Anywho…my bride has thought for some time that I needed a cell phone, but since I can barely walk ten paces at work without being close to a landline, or the same at home, I didn’t feel the need to purchase said technology. That changed this winter as I was traipsing around the county officiating basketball games and such. It won’t hurt to be able to check my personal e-mails while at work on my new best friend either (on coffee break no less).
My phone of choice is a brand spanking new IPhone 5. My loving wife allowed me to have it. She makes all the major decisions in my life. (Note to self…don’t write blog and leave it up so Connie can write nonsense in it). But seriously…an IPhone 5. Our daughters are up in arms about me (Caveman Ripley; Old Man; Richard McFartsalot) having something so technologically advanced when they don’t (sucks not to have a full-time job, heh?).
I’ll now be able to receive at a moment’s notice: Ole and Lena jokes from my brother Brian (chuckle…that Ole…when will he learn?); or I’ll be able to text ‘knock knock jokes’ to my cousin Doug as he’s combining beans this fall (so serious my cousin Doug…note to self…forward Ole and Lena jokes to Doug). Or text message my bride as to my whereabouts this summer as I umpire baseball games “at lowe park, diamond 5, so hot, coaches angry, parents bitching, bugs terrible. Have a nice night, love, R” Or probably the best thing…having Siri as my new BFF (Siri tells you answers to your questions…for the uninformed). For instance, I foresee the following exchanges:
Me: Siri…do these slacks make my ass look big?”
Siri: (pause)…the capital of Nebraska is Lincoln.
Me: Siri…your answer didn’t make sense.
Siri: Neither does a man your age wearing checkered polyester slacks. Just sayin’.
Me: Siri…what am I hungry for tonight?
Siri: A man your age should have a lettuce salad drizzled in a light raspberry vinaigrette.
Me: WRONG AGAIN SIRI!!
Siri: How are those slacks fitting Mister Ripley?

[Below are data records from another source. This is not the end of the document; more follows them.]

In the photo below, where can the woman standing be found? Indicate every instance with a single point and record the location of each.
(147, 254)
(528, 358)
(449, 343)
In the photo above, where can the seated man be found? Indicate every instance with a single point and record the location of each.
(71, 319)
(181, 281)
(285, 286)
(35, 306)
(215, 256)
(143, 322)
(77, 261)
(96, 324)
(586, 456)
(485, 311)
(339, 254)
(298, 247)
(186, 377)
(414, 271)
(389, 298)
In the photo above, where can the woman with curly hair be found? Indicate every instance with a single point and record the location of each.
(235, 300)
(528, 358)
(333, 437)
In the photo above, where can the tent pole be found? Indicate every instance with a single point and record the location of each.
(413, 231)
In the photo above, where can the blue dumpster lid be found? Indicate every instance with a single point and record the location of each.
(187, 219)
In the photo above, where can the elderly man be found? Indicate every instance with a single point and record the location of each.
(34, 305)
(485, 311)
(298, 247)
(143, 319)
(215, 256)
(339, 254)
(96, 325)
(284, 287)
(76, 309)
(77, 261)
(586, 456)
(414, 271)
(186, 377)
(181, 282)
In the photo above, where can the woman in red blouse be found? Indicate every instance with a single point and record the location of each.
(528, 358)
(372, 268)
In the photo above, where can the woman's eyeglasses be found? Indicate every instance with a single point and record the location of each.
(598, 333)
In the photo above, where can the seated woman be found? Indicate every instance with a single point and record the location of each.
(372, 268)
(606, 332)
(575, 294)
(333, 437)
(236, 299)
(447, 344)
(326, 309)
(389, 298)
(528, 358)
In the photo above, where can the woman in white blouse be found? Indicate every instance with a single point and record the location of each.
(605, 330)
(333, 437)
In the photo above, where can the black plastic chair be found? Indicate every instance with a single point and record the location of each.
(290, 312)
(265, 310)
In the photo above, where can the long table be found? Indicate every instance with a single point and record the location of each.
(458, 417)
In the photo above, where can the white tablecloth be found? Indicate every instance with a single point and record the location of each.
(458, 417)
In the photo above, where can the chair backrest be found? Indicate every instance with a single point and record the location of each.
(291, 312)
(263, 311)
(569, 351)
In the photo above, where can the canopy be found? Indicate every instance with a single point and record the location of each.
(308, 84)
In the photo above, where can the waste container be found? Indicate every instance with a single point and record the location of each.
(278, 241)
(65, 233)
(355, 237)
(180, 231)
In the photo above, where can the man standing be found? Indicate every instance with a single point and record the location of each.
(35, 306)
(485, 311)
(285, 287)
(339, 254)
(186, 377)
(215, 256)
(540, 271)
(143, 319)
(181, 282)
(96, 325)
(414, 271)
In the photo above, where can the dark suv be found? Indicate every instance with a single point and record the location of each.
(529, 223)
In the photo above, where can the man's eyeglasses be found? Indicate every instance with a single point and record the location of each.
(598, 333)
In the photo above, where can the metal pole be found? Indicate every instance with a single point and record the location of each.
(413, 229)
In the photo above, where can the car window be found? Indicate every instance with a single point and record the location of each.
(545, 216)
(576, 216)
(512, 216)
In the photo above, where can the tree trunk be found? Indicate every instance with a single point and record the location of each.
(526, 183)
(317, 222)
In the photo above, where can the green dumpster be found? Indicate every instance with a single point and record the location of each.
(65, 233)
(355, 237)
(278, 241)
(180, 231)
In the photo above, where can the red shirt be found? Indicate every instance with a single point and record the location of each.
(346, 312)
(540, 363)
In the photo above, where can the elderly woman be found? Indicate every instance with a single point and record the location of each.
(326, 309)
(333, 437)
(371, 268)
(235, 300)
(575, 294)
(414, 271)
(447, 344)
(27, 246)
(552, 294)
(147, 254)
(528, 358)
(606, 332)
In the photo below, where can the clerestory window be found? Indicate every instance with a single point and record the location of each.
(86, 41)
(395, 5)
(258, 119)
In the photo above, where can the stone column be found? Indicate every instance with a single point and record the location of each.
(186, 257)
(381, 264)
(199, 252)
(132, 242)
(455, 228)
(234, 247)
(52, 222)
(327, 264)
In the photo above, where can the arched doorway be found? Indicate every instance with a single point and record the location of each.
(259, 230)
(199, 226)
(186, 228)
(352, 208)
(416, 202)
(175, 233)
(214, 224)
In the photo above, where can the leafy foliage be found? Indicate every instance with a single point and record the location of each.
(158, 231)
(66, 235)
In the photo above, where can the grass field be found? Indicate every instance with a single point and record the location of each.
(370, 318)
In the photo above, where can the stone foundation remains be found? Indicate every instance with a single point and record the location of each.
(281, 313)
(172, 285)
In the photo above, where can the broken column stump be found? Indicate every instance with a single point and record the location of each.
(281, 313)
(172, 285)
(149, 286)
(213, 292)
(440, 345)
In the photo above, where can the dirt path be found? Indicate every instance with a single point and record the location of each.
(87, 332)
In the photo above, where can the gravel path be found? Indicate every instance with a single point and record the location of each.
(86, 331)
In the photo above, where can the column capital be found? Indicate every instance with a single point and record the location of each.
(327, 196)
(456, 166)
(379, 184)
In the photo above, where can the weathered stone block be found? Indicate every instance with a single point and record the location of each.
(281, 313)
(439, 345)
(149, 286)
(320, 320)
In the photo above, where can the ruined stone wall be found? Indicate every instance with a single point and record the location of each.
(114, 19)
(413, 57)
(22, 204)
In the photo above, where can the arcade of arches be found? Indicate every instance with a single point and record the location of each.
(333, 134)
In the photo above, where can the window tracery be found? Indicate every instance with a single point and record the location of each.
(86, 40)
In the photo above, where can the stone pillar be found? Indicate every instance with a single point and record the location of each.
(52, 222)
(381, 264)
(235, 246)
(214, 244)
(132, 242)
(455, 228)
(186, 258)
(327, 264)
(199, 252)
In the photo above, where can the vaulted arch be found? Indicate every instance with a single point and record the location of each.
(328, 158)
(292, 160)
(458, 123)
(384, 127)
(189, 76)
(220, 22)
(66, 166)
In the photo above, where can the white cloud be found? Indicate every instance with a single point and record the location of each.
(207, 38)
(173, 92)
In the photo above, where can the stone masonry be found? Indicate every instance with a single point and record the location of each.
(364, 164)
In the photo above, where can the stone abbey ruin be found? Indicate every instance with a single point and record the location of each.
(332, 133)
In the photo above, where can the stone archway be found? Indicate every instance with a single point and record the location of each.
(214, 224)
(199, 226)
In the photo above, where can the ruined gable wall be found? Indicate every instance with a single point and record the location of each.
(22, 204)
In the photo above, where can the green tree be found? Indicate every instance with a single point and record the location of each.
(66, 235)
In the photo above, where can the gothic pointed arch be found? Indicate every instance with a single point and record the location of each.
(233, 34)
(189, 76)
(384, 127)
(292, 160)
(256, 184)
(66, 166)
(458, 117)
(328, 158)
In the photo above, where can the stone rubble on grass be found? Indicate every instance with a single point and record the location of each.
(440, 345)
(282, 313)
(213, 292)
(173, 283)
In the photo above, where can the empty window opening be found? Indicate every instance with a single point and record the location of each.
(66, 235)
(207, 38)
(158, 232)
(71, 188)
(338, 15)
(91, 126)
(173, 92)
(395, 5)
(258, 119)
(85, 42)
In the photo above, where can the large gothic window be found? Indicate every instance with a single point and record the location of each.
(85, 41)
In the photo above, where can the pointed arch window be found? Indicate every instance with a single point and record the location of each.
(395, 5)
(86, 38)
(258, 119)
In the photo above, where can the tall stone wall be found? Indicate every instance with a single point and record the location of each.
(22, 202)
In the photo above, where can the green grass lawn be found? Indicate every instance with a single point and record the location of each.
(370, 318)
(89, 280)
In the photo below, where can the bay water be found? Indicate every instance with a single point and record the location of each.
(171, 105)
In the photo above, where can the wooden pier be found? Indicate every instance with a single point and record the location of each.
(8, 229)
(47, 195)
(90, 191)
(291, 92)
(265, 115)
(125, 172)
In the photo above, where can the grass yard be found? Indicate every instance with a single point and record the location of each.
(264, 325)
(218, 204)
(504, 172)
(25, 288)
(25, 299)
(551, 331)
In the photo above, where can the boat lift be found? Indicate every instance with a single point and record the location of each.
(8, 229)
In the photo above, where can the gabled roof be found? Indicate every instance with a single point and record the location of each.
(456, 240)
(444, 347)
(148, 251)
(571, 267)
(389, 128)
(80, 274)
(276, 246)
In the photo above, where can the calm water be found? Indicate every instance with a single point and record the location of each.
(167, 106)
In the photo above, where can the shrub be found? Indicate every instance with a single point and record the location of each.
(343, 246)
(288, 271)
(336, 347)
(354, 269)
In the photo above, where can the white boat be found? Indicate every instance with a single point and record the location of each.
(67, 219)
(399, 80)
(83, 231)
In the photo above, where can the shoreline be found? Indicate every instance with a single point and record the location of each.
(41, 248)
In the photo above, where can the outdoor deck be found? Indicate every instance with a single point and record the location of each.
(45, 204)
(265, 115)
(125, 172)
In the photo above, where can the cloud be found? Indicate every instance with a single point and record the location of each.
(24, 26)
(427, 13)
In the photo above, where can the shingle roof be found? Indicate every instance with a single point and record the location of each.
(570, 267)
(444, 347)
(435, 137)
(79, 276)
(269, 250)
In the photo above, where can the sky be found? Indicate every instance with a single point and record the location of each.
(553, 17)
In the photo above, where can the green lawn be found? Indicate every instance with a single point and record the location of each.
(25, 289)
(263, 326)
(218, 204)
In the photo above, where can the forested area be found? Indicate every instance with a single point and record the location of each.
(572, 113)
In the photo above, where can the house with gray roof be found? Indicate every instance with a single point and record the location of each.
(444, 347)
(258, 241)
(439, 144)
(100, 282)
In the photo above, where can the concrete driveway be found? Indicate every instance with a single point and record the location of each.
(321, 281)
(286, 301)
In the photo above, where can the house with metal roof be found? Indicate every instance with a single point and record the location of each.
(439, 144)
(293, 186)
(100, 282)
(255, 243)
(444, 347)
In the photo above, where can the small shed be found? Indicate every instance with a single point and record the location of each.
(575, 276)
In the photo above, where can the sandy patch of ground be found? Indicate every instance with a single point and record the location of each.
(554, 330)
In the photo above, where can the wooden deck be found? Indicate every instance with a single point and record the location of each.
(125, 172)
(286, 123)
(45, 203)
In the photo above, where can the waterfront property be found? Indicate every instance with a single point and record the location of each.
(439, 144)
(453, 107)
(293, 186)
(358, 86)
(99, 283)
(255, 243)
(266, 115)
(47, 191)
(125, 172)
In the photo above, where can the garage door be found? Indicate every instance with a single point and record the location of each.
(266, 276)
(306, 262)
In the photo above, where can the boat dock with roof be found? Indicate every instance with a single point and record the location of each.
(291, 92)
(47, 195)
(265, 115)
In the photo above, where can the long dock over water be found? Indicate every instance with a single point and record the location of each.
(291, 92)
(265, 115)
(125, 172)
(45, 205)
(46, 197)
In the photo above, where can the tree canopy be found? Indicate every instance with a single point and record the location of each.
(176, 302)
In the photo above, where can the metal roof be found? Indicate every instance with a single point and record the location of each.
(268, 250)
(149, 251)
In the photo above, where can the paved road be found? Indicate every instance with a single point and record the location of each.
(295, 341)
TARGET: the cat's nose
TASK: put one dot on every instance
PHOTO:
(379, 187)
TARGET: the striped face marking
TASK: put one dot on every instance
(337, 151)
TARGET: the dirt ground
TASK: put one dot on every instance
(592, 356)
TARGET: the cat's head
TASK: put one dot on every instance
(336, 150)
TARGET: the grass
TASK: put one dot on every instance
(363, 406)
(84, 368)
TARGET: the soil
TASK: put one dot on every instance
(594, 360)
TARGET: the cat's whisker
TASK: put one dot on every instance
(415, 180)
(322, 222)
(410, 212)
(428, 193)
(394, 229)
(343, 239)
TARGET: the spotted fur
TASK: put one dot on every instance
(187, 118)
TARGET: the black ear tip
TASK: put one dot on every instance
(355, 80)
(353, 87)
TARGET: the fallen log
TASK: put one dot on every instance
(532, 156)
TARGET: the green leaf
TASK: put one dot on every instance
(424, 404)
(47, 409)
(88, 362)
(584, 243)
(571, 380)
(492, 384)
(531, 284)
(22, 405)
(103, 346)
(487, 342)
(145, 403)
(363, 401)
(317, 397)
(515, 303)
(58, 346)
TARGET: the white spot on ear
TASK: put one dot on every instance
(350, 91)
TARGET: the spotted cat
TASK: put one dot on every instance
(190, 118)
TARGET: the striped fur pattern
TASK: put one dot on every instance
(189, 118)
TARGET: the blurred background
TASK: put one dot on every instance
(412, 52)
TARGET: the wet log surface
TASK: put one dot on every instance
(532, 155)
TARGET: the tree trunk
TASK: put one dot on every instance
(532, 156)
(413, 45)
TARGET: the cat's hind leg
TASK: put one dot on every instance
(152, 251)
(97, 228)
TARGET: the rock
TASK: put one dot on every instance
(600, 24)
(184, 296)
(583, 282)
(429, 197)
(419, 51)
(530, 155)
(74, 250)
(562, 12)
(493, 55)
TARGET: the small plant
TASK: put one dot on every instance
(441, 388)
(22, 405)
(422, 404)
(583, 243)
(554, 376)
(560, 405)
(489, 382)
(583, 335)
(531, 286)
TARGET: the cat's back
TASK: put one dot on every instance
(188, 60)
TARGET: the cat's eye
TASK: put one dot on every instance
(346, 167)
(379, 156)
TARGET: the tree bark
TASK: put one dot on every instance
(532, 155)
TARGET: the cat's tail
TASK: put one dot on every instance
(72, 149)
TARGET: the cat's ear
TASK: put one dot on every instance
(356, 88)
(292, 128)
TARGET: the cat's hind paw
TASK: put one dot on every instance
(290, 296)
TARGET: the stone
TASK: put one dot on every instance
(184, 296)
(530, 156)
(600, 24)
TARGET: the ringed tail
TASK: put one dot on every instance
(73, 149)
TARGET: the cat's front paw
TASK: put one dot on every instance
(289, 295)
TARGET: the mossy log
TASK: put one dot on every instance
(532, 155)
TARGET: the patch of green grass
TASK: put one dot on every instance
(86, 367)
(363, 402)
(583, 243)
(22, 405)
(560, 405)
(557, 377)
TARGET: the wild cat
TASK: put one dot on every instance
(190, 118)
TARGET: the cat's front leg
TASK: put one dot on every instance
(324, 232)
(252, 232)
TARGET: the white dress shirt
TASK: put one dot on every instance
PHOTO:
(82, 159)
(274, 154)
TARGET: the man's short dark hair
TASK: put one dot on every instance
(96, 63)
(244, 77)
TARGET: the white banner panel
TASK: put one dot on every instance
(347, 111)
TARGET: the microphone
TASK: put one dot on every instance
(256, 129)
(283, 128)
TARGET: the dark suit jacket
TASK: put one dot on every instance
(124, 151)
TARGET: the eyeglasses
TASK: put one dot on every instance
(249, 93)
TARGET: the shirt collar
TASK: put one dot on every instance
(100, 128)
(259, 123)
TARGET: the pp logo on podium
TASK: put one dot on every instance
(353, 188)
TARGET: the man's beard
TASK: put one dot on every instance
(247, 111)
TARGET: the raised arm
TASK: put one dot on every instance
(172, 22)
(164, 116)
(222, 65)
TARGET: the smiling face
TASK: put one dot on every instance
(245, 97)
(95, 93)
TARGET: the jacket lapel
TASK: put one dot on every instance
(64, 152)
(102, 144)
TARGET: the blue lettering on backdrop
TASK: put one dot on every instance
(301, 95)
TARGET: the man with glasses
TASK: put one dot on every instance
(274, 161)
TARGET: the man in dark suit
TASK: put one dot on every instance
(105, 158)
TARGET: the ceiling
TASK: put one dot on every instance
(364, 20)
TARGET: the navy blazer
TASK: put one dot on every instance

I’d love to stay and talk about all of the wonderful things that I’ll be able to do, and interesting folks that I’ll meet and just how wildly popular that I’ll be now that I possess a smart phone, but I have laundry to do and more baseball rules to memorize….apparently Apple doesn’t make a facemask for Siri or I’d use her to call the tough ones “Sorry coach…but Siri said that the batter wasn’t properly reported to me so his walk-off homerun doesn’t count, but counts instead as the third out since he was an illegal batter….and she thinks you’re a shade overweight.”